2. But let us return to the Gospel, to the women, and take one step further. They find the tomb empty, the body of Jesus is not there, something new has happened, but all this still doesn’t tell them anything certain: it raises questions; it leaves them confused, without offering an answer. And suddenly there are two men in dazzling clothes who say: “Why do you look for the living among the dead? He is not here; but has risen” (Lk 24:5-6). What was a simple act, done surely out of love – going to the tomb – has now turned into an event, a truly life-changing event. Nothing remains as it was before, not only in the lives of those women, but also in our own lives and in the history of mankind. Jesus is not dead, he has risen, he is alive! He does not simply return to life; rather, he is life itself, because he is the Son of God, the living God (cf. Num 14:21-28; Deut 5:26; Josh 3:10). Jesus no longer belongs to the past, but lives in the present and is projected towards the future; Jesus is the everlasting “today” of God. This is how the newness of God appears to the women, the disciples and all of us: as victory over sin, evil and death, over everything that crushes life and makes it seem less human. And this is a message meant for me and for you dear sister, for you dear brother. How often does Love have to tell us: Why do you look for the living among the dead? Our daily problems and worries can wrap us up in ourselves, in sadness and bitterness... and that is where death is. That is not the place to look for the One who is alive! Let the risen Jesus enter your life, welcome him as a friend, with trust: he is life! If up till now you have kept him at a distance, step forward. He will receive you with open arms. If you have been indifferent, take a risk: you won’t be disappointed. If following him seems difficult, don’t be afraid, trust him, be confident that he is close to you, he is with you and he will give you the peace you are looking for and the strength to live as he would have you do.

3. There is one last little element that I would like to emphasize in the Gospel for this Easter Vigil.
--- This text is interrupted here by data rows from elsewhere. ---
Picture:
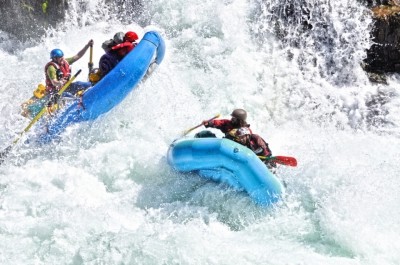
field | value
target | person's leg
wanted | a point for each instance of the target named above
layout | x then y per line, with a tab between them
77	86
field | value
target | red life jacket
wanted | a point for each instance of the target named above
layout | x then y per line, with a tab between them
65	70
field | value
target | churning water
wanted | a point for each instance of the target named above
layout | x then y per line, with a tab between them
105	194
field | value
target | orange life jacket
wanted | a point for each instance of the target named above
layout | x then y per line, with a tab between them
65	70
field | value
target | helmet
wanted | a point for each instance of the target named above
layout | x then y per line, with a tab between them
56	53
107	45
119	37
131	36
243	131
95	75
40	91
239	114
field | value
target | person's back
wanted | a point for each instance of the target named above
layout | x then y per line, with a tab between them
229	127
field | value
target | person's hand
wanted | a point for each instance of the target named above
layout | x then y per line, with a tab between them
206	123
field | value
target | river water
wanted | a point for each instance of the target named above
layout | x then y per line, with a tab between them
105	194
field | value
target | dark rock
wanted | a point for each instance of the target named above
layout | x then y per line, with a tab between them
384	55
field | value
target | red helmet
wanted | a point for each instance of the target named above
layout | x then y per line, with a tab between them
131	36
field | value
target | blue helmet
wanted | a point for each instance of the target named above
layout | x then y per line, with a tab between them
56	53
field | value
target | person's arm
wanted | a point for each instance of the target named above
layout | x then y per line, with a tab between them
260	143
52	73
81	52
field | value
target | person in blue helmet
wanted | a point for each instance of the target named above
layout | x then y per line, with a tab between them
58	71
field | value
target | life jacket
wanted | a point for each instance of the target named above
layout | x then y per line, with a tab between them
124	48
63	69
107	62
257	142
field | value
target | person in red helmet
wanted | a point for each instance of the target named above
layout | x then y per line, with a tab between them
229	127
256	143
131	36
129	43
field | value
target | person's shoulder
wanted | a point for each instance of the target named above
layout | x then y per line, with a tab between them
70	60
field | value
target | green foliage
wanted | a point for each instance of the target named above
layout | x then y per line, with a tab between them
27	7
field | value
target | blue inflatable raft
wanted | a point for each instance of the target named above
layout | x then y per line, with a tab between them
110	90
226	161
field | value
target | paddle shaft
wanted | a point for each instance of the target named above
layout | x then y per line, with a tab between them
90	59
34	120
197	126
283	160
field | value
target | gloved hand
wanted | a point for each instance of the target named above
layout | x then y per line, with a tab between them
53	99
206	123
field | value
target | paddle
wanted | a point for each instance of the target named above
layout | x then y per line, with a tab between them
284	160
197	126
34	120
90	64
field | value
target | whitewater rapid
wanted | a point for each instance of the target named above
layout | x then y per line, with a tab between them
105	194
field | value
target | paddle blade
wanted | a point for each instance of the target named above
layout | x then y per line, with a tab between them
197	126
285	160
4	154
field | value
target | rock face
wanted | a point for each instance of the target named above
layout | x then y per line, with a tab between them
30	18
384	54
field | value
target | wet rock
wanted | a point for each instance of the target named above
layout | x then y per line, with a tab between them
384	55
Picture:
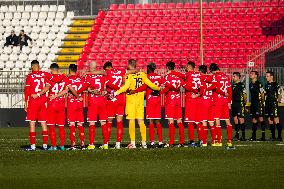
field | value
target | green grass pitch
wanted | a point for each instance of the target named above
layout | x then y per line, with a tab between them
252	165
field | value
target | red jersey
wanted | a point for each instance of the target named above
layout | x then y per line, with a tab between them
193	81
174	83
223	85
77	83
35	82
58	82
115	79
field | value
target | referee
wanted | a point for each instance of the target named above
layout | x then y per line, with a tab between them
257	106
272	97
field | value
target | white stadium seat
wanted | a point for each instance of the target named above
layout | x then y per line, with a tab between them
36	29
36	8
51	35
49	22
12	8
61	8
60	15
32	57
17	15
58	22
2	16
42	36
45	50
4	8
45	29
34	15
19	64
48	43
44	8
51	15
41	57
13	57
42	15
20	8
28	8
55	29
9	15
26	15
53	8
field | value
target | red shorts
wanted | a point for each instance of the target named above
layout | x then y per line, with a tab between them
117	107
192	110
97	109
206	112
36	110
75	111
221	111
56	113
173	110
153	110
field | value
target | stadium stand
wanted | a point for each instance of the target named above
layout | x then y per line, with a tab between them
162	32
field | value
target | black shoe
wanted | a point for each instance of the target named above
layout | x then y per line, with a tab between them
262	139
272	139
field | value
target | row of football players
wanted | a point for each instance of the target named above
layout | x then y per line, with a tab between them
211	92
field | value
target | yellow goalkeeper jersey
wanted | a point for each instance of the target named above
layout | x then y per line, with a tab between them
135	103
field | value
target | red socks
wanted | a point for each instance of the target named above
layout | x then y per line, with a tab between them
219	133
62	135
160	132
32	136
109	125
151	132
72	134
45	137
181	133
105	133
52	135
92	131
119	133
172	133
191	131
81	135
229	133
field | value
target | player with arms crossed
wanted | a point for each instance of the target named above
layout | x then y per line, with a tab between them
95	84
153	105
173	107
272	97
238	105
35	103
222	103
256	107
135	102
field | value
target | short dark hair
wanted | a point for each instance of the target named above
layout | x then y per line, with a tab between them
202	69
271	73
73	67
151	66
237	74
34	62
192	64
214	67
107	64
171	65
132	62
255	72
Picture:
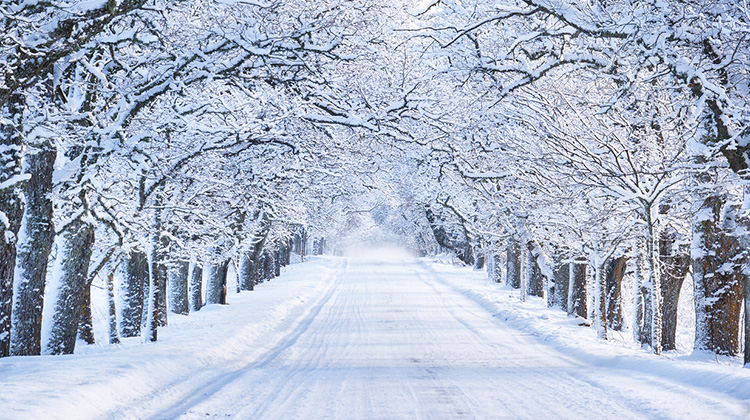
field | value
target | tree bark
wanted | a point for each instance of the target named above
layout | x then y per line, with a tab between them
535	280
114	337
277	264
11	209
196	287
86	323
216	288
246	271
562	285
133	289
577	303
177	274
73	262
514	263
674	267
33	254
718	280
615	273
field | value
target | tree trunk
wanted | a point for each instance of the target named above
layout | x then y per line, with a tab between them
11	207
177	274
161	255
33	254
562	285
514	263
674	267
86	323
73	258
277	264
196	287
746	296
114	337
157	308
133	289
246	271
479	262
718	280
577	302
216	288
535	279
615	273
654	281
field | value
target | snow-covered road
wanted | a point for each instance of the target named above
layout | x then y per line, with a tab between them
390	338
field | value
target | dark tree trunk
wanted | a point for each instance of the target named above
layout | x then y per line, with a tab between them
577	303
267	266
12	206
514	263
196	287
674	269
479	262
277	264
247	279
216	288
536	279
86	324
178	285
133	290
718	281
33	254
746	295
562	283
162	252
114	337
497	272
616	269
75	255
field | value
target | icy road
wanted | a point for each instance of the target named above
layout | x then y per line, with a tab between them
385	338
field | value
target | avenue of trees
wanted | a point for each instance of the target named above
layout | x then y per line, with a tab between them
566	145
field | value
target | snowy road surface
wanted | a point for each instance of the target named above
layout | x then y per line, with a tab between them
384	338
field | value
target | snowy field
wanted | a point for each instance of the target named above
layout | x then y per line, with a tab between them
379	337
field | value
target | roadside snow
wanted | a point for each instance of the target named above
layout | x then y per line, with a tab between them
386	337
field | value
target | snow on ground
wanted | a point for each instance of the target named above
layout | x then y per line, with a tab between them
382	336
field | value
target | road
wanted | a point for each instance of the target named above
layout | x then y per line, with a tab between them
388	339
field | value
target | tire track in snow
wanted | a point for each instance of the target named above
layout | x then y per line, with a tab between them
211	383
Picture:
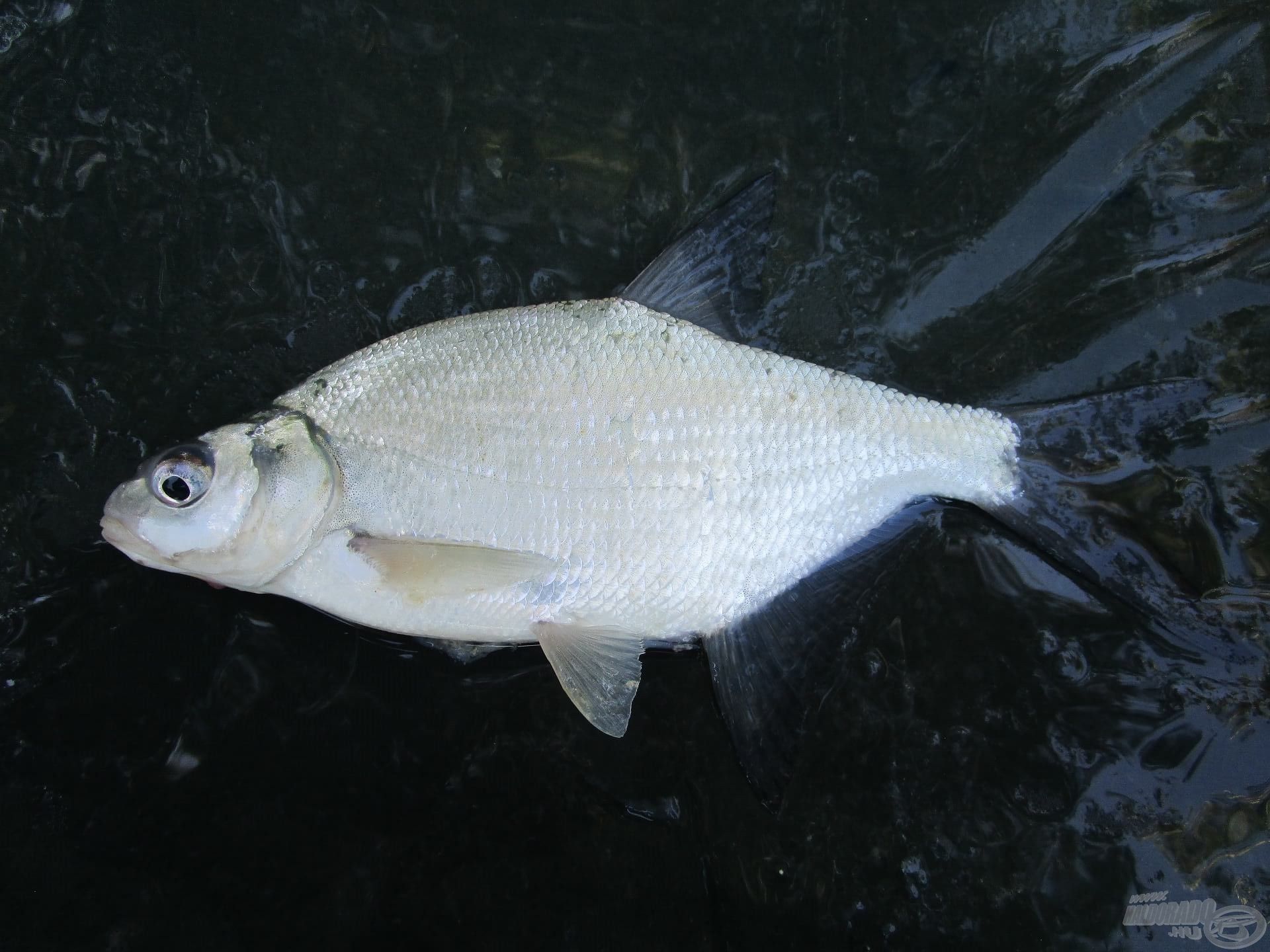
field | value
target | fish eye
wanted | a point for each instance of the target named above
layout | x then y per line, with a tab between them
182	475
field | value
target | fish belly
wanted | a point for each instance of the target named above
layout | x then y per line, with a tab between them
676	480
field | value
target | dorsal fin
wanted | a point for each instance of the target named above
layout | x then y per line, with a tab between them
773	668
710	274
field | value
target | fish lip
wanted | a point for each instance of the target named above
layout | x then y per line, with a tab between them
118	535
114	532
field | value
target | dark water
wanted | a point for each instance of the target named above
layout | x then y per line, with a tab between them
982	202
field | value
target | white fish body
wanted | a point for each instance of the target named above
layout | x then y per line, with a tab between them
659	479
589	475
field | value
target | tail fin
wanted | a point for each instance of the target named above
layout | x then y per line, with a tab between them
1124	491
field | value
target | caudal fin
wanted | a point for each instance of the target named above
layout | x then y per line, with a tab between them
1124	491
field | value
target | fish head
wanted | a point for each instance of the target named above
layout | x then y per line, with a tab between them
234	507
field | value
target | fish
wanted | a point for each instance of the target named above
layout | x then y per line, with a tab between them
593	476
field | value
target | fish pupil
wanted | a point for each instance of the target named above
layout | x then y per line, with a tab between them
175	489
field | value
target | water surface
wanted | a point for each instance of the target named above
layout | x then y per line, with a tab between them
982	202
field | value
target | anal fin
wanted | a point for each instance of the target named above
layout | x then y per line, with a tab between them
599	668
773	668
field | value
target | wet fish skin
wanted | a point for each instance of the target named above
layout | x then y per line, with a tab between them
668	480
588	475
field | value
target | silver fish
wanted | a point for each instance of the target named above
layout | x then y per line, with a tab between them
593	476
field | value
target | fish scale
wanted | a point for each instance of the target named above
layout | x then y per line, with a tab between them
591	475
625	446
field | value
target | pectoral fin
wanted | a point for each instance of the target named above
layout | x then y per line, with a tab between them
599	668
423	569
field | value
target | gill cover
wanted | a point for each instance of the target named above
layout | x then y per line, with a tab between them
235	507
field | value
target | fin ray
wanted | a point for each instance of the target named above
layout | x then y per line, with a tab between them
425	569
599	668
773	668
710	274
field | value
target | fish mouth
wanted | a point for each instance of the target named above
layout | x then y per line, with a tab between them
128	542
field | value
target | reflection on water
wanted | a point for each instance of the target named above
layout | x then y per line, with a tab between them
990	202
The women encounter the newness of God. Jesus has risen, he is alive! But faced with empty tomb and the two men in brilliant clothes, their first reaction is one of fear: “they were terrified and bowed their faced to the ground”, Saint Luke tells us – they didn’t even have courage to look. But when they hear the message of the Resurrection, they accept it in faith. And the two men in dazzling clothes tell them something of crucial importance: remember. “Remember what he told you when he was still in Galilee… And they remembered his words” (Lk 24:6,8). This is the invitation to remember their encounter with Jesus, to remember his words, his actions, his life; and it is precisely this loving remembrance of their experience with the Master that enables the women to master their fear and to bring the message of the Resurrection to the Apostles and all the others (cf. Lk 24:9). To remember what God has done and continues to do for me, for us, to remember the road we have travelled; this is what opens our hearts to hope for the future. May we learn to remember everything that God has done in our lives.

On this radiant night, let us invoke the intercession of the Virgin Mary, who treasured all these events in her heart (cf. Lk 2:19,51) and ask the Lord to give us a share in his Resurrection. May he open us to the newness that transforms, to the beautiful surprises of God. May he make us men and women capable of remembering all that he has done in our own lives and in the history of our world. May he help us to feel his presence as the one who is alive and at work in our midst. And may he teach us each day, dear brothers and sisters, not to look among the dead for the Living One. Amen.